Die Sammel-Vorrichtung 10 kann vormontiert sein und zuvor
sterilisiert worden sein oder kann in der Operations-Umgebung unmittelbar
vor der Verwendung zusammengebaut sein. Typischerweise ist die Spritzen-Baugruppe 12 ohne
Befestigungs-Mechanismus 34 kommerziell verfügbar in
einer Wegwerf-Verpackung
oder lagerbaren Form, vorsterilisiert und vorgepackt. Im Gegensatz
hierzu ist die Kanüle 14 typischerweise
wieder verwendbar und ist vor Ort gereinigt, gepackt und vorsterilisiert
worden. Entsprechend werden üblicherweise
anschließend
an die Auswahl von kompatiblen Komponenten, die lösbar formschlüssig miteinander
verbunden werden, unmittelbar vor dem Einsetzen in den Patienten
die Spritzen-Baugruppe 12 und Kanüle 14 miteinander
verbunden, um die Sammel-Vorrichtung 10 zu bilden.

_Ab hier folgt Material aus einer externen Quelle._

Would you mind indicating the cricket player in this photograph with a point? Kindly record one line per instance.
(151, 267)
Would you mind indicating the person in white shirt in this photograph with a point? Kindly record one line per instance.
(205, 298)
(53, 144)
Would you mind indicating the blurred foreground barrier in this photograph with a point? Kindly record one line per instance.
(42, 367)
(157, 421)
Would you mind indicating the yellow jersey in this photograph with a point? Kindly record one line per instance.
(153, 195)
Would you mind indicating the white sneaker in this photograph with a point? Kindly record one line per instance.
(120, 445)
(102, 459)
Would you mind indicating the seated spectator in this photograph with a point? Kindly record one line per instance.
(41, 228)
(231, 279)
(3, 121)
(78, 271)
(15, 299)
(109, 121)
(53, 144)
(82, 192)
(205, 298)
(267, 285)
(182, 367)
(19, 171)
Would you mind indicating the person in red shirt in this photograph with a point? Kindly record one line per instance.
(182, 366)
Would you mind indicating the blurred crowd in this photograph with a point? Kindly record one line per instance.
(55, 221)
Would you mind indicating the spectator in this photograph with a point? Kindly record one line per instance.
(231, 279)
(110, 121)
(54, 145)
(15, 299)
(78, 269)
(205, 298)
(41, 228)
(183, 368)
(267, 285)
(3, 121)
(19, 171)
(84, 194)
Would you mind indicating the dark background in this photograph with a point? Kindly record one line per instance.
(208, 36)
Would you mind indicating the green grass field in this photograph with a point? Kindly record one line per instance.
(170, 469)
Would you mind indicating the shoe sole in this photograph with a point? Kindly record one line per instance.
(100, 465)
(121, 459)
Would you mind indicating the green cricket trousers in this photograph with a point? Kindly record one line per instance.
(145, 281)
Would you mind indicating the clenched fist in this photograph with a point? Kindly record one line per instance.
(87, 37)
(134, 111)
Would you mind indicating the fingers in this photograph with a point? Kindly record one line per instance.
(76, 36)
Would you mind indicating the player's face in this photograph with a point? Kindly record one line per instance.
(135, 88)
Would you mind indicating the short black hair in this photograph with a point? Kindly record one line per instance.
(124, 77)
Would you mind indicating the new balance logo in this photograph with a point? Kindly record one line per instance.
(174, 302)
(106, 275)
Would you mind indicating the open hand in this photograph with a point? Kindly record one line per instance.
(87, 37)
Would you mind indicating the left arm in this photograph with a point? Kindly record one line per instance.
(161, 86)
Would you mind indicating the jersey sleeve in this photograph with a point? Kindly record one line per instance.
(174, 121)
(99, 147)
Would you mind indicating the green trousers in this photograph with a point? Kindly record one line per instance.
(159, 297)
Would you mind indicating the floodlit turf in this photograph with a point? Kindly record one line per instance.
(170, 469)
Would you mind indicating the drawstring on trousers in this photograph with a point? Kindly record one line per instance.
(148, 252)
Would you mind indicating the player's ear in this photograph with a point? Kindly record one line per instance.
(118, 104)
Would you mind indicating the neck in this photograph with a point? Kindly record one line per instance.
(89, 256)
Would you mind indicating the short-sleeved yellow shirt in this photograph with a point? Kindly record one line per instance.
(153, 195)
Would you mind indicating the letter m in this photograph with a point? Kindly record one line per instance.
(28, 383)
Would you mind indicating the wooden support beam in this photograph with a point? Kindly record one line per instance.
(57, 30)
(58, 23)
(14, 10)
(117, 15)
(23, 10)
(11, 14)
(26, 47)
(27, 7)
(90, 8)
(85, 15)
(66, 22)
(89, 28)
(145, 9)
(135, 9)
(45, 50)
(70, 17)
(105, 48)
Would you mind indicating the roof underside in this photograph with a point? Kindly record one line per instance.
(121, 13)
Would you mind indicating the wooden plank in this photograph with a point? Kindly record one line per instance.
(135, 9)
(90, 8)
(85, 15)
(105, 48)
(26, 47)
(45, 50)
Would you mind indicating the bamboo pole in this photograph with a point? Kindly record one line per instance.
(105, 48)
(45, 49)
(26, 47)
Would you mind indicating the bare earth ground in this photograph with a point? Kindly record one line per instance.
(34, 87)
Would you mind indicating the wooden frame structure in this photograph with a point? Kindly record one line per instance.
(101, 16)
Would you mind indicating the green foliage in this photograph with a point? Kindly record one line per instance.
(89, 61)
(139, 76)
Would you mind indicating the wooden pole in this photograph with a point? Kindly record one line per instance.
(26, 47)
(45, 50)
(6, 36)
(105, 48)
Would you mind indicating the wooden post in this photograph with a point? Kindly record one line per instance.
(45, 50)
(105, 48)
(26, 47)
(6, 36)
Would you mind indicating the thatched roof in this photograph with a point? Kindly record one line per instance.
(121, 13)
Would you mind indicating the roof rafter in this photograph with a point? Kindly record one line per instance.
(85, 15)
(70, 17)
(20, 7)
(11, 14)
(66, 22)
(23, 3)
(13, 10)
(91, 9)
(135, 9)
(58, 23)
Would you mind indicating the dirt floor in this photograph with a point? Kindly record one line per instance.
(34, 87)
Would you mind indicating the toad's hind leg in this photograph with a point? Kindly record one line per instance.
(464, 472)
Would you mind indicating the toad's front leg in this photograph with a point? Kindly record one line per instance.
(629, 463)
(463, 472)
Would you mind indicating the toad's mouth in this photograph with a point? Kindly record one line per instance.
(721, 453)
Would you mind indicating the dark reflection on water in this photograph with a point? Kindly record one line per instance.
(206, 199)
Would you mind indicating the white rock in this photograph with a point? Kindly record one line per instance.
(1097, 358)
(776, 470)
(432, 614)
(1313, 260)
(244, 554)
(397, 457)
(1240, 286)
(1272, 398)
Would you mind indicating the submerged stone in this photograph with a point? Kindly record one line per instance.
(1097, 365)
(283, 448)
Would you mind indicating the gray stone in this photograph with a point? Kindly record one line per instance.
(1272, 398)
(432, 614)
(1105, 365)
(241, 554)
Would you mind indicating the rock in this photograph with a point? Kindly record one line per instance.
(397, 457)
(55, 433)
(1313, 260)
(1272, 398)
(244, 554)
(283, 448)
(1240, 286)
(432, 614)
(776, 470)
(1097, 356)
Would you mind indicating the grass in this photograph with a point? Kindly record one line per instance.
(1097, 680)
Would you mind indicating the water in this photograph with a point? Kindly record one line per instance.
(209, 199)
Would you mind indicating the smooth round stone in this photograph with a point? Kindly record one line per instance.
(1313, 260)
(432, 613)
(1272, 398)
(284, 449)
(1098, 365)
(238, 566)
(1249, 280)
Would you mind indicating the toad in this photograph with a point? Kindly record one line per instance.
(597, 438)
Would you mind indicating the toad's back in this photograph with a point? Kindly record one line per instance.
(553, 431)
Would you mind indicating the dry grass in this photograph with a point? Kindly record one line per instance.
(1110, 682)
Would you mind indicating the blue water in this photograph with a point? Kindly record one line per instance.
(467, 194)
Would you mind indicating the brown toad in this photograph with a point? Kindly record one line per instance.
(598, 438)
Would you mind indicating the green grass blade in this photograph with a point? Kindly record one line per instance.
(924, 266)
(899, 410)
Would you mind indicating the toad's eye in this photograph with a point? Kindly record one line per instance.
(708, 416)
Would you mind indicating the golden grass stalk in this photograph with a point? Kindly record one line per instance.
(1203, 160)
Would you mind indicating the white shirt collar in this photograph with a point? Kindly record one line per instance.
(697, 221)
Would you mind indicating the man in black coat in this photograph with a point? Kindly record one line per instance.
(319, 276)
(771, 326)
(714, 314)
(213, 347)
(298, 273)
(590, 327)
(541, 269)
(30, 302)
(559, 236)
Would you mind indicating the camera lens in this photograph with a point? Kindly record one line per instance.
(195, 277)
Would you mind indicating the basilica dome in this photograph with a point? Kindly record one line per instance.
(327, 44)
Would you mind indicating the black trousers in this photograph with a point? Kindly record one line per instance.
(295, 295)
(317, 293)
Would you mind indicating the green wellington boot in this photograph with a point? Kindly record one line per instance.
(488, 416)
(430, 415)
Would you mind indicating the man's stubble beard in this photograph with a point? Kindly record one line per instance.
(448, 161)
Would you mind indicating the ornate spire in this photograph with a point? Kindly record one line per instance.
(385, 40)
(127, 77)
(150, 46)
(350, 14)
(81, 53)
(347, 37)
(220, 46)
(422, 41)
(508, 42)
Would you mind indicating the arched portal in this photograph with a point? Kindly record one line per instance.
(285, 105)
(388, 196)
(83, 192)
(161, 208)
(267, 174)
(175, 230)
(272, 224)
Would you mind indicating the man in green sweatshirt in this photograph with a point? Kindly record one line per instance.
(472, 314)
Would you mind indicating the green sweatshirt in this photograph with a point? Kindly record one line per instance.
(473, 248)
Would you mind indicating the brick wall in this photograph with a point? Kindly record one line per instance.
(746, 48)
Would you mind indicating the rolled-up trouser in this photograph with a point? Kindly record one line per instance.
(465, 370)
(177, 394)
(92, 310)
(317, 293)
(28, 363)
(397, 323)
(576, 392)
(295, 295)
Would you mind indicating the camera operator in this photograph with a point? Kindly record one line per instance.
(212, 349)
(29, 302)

Ungefähr zu derselben
Zeit, zu der die Spritzen-Baugruppe 12 an der Kanüle 14 befestigt
wird, kann optional der Befestigungs-Mechanismus 34 an
der Kolbenstange 28 über
den Flansch 48 der Kolbenstange befestigt werden. Vorzugsweise
wird der Befestigungs-Mechanismus 34 vor dem formschlüssigen Zusammenwirken
mit der Kanüle 14 befestigt,
um die Möglichkeit
einer unerwünschten
Kontamination der Entnahme zu reduzieren.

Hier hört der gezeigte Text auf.